Notably the WHO reported that patients in rural India did best of all, so you would be better off being diagnosed with schizophrenia there than, say, in Manhattan -- that is, if the diagnosis itself was reliable which is all too often not the case.

Studies have shown that there is limited concurrence among psychiatrists regarding diagnoses with a 30 to 40 percent discrepancy, and that diagnoses differ even depending on the country in which they are made. Different psychiatrist, different country -- different diagnosis. Despite this fact each new edition of the Diagnostic and Statistical Manual adds new illnesses based on the thinnest of clinical evidence. The net widens.

There are innumerable serious side effects from psychotropic drugs. When taken long-term, they can shrink the brain, damage the heart, kidneys, and other vital organs, wreak havoc with the endocrine system and generally shorten a patient’s life. It gets worse. One side effect of antidepressants is suicidal ideation. Another is mania, and because of this side-effect a depressed patient will often be rediagnosed with bipolar disorder and switched to a whole new array of ineffective and harmful drugs.

Perhaps the most interesting and least well-known side-effect to the public is a syndrome called akathisia. Hard to describe but well documented, patients who experience this side-effect often say that it makes them feel as if they want to jump out of their skin, which may lead them to kill themselves and/or others. This is a clinically proven side-effect. Using the method which clinicians call “challenge/rechallenge,” the syndrome will appear when the drug is given, go away when the drug is stopped, and reappear again when the drug is again taken. When you read of shocking and unexpected behavior of patients who have been diagnosed with depression this may very well have been caused by the drugs they were given and not their illness.          
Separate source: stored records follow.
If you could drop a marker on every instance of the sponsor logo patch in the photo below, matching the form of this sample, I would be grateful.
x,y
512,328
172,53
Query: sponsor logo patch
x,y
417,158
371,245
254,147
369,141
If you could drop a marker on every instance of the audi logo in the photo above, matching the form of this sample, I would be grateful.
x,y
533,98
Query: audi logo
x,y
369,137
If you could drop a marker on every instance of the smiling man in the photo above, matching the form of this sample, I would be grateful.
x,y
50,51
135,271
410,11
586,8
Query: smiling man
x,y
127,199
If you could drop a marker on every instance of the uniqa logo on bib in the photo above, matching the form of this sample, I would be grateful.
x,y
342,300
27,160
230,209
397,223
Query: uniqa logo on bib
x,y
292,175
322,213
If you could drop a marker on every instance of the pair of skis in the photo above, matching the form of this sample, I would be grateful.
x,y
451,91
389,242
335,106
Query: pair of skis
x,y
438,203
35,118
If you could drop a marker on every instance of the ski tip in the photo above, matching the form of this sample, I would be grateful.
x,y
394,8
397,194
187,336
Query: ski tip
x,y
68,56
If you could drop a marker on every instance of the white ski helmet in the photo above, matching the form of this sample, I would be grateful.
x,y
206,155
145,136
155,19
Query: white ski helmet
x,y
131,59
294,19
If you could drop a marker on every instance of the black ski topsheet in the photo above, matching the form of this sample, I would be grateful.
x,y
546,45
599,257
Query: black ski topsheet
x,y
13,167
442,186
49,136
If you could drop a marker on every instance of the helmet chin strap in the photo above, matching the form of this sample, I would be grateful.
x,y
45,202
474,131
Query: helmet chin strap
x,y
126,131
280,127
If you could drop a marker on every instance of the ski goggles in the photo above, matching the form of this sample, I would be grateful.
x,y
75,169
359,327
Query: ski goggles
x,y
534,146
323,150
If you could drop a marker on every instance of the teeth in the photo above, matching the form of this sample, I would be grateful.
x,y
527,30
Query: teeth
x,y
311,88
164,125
Much of mental illness, especially depression, is situational, triggered by the loss of a loved one, unemployment, or failure in school. Others are episodic and self resolving or the individual learns to compensate and function reasonably well. Still others, such as childhood bipolar or ADHD are arguably not really illnesses at all but developmental problems reflecting an immature central nervous system. Time will heal, but will not do so if all such things are interminably treated with dangerous drugs.

When the Trudeau regime announced its plan to allow the euthanizing of the mentally ill some psychiatrists objected for religious reasons or because of the strictures of the Hippocratic Oath. However, Dr. Derryck Smith at the University of British Colombia, who favors the idea, mouthed the usual platitudes of the need to relieve suffering, respecting human dignity and allowing people to make their own health decisions. Nevertheless, knowing what we know about the adverse effects of drugs, we are entitled to ask him exactly what problem does he think he is solving by counselling this most decisive and irreversible of all interventions, the problem that was brought to him by a hapless patient, or the one that he himself may have created through his treatment?

Whatever his answer, one thing that we know from his own mouth is that he has not taken the Hippocratic Oath because he claims that it is archaic. But archaic has different meanings. There is the neutral meaning which means simply ancient and the pejorative one which means outmoded and irrelevant to our time. It appears that he is referring to the latter meaning but what, one might ask, is outmoded about the Hippocratic stricture to do no harm? In this context, one might feel inclined to offer a bit of archaic wisdom to his prospective patients. Caveat emptor. Let the buyer beware.